Les vidéos de Douyin ont généralement un sujet facilement identifiable et un contenu ciblé, exprimant une propension pour les scènes de la vie quotidienne, les objets courants et les affaires domestiques. Le type de vidéos évoque l’unité familiale aussi bien dans la narration que dans la mise en scène. Cette orientation vers la famille se manifeste par la fréquence des vidéos tournées à domicile, impliquant plusieurs générations et mettant en avant des valeurs de cohésion et de partage familial.

Pour les enfants chinois de moins de 14 ans, le temps d’écran est limité à 40 minutes par jour et le réseau est inaccessible entre 22 h et 6 h.

Les vidéos proposées suggèrent des sujets éducatifs et culturels, tels que des expositions, des visites de musée ou bien encore des expériences scientifiques facilement reproductibles à la maison.

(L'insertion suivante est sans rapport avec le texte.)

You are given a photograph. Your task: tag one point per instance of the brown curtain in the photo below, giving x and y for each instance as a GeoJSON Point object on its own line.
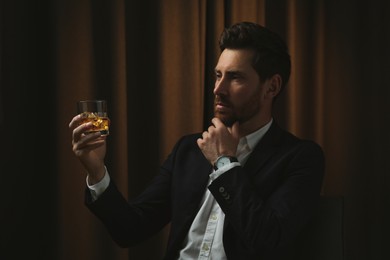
{"type": "Point", "coordinates": [153, 62]}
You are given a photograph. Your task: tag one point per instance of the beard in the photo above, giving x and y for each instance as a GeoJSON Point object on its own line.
{"type": "Point", "coordinates": [228, 118]}
{"type": "Point", "coordinates": [232, 114]}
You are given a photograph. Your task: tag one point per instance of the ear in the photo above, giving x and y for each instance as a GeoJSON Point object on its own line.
{"type": "Point", "coordinates": [274, 85]}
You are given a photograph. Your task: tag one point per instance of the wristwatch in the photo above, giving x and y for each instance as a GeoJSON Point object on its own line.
{"type": "Point", "coordinates": [223, 160]}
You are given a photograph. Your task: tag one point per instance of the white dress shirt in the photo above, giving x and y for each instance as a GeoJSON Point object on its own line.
{"type": "Point", "coordinates": [204, 239]}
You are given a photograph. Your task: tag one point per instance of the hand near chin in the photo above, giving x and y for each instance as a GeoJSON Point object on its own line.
{"type": "Point", "coordinates": [219, 140]}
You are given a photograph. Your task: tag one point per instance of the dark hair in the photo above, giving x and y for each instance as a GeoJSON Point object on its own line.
{"type": "Point", "coordinates": [271, 51]}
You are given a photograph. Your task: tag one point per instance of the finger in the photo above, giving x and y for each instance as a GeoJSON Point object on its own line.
{"type": "Point", "coordinates": [80, 130]}
{"type": "Point", "coordinates": [217, 122]}
{"type": "Point", "coordinates": [75, 122]}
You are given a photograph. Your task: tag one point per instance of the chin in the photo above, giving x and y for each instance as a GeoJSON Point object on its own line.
{"type": "Point", "coordinates": [226, 120]}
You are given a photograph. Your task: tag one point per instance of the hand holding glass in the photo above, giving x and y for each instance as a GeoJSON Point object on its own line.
{"type": "Point", "coordinates": [94, 111]}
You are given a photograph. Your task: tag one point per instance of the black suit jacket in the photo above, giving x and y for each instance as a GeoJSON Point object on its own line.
{"type": "Point", "coordinates": [266, 203]}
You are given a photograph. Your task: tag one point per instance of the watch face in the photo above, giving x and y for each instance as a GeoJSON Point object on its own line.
{"type": "Point", "coordinates": [222, 161]}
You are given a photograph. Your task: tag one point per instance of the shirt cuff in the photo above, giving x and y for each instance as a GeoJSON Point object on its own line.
{"type": "Point", "coordinates": [98, 188]}
{"type": "Point", "coordinates": [223, 169]}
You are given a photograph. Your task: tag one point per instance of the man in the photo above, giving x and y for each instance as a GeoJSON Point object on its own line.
{"type": "Point", "coordinates": [243, 189]}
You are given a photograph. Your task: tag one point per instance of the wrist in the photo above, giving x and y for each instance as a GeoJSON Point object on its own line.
{"type": "Point", "coordinates": [223, 160]}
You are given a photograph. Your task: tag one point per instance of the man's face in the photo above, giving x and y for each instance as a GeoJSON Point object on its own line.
{"type": "Point", "coordinates": [238, 90]}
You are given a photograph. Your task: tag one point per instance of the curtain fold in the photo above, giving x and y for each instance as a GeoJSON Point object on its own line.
{"type": "Point", "coordinates": [153, 61]}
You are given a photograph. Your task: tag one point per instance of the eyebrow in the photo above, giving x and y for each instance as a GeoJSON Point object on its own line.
{"type": "Point", "coordinates": [232, 72]}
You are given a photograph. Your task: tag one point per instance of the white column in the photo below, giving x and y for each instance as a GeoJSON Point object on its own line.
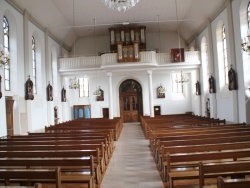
{"type": "Point", "coordinates": [212, 97]}
{"type": "Point", "coordinates": [111, 116]}
{"type": "Point", "coordinates": [150, 87]}
{"type": "Point", "coordinates": [233, 58]}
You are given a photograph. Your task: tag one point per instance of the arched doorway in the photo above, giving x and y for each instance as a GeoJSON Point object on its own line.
{"type": "Point", "coordinates": [131, 105]}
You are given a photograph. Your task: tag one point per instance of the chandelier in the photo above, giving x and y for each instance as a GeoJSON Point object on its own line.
{"type": "Point", "coordinates": [161, 89]}
{"type": "Point", "coordinates": [245, 45]}
{"type": "Point", "coordinates": [74, 84]}
{"type": "Point", "coordinates": [182, 79]}
{"type": "Point", "coordinates": [97, 92]}
{"type": "Point", "coordinates": [4, 57]}
{"type": "Point", "coordinates": [120, 5]}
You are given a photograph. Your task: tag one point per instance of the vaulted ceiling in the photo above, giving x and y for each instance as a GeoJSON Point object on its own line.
{"type": "Point", "coordinates": [69, 20]}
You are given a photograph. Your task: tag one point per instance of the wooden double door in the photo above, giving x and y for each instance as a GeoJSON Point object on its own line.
{"type": "Point", "coordinates": [130, 101]}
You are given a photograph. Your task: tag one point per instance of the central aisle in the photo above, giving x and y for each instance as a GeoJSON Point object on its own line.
{"type": "Point", "coordinates": [132, 165]}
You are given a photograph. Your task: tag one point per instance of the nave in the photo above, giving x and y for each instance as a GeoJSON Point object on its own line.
{"type": "Point", "coordinates": [132, 165]}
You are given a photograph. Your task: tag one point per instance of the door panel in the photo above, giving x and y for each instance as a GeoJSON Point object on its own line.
{"type": "Point", "coordinates": [130, 101]}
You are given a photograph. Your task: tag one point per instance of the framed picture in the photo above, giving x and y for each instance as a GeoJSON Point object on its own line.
{"type": "Point", "coordinates": [63, 95]}
{"type": "Point", "coordinates": [232, 83]}
{"type": "Point", "coordinates": [0, 86]}
{"type": "Point", "coordinates": [49, 92]}
{"type": "Point", "coordinates": [198, 89]}
{"type": "Point", "coordinates": [211, 84]}
{"type": "Point", "coordinates": [29, 94]}
{"type": "Point", "coordinates": [177, 55]}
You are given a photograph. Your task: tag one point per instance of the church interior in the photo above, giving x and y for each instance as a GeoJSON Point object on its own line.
{"type": "Point", "coordinates": [125, 93]}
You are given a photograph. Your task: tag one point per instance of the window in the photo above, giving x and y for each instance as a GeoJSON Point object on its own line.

TikTok aux États-Unis : des neurones plus atrophiés

TikTok n’a pas de version spécifique pour les enfants aux États-Unis. Il n’y a pas de limite de temps pour la connexion, sauf celles fixées par les parents, et aucun sujet éducatif n’est plus mis en avant que d’autre. Les vidéos TikTok destinées principalement aux marchés américain et international sont plus diversifiées en termes d’objets et de situations. Une méta-analyse publiée dans le Psychological Bulletin par l’American Psychological Association, qui a impliqué 71 études et plus de 100 000 participants, a montré une corrélation négative entre le visionnage de vidéos courtes et les fonctions cognitives, telles que l’attention et le contrôle inhibiteur. Le Dr Nia Williams, chercheuse à l’Université de Bangor spécialisée dans la santé mentale des enfants, a déclaré que le format de courtes vidéos de TikTok est conçu pour produire des shots de dopamine avec chaque vidéo et que les utilisateurs en sont accros. Lors d’une exposition répétée à un contenu très stimulant, l’accoutumance est susceptible de se développer.

Le cerveau, conditionné à penser à des micro-récompenses toutes les quinze secondes, est intolérant à l’engagement cognitif à long terme.

Conséquences sur la cognition

L’impact de TikTok ne se limite pas à une baisse de l’attention. Des études suggèrent qu’il affecte les capacités de réflexion profonde, de planification et de contrôle des impulsions. Des chercheurs comparent le phénomène aux aliments ultra-transformés : la consommation prolongée de contenu auto-stimulant peut engager les régions corticales de bas niveau et supprimer l’activité dans les zones d’ordre supérieur responsables de la maîtrise de soi.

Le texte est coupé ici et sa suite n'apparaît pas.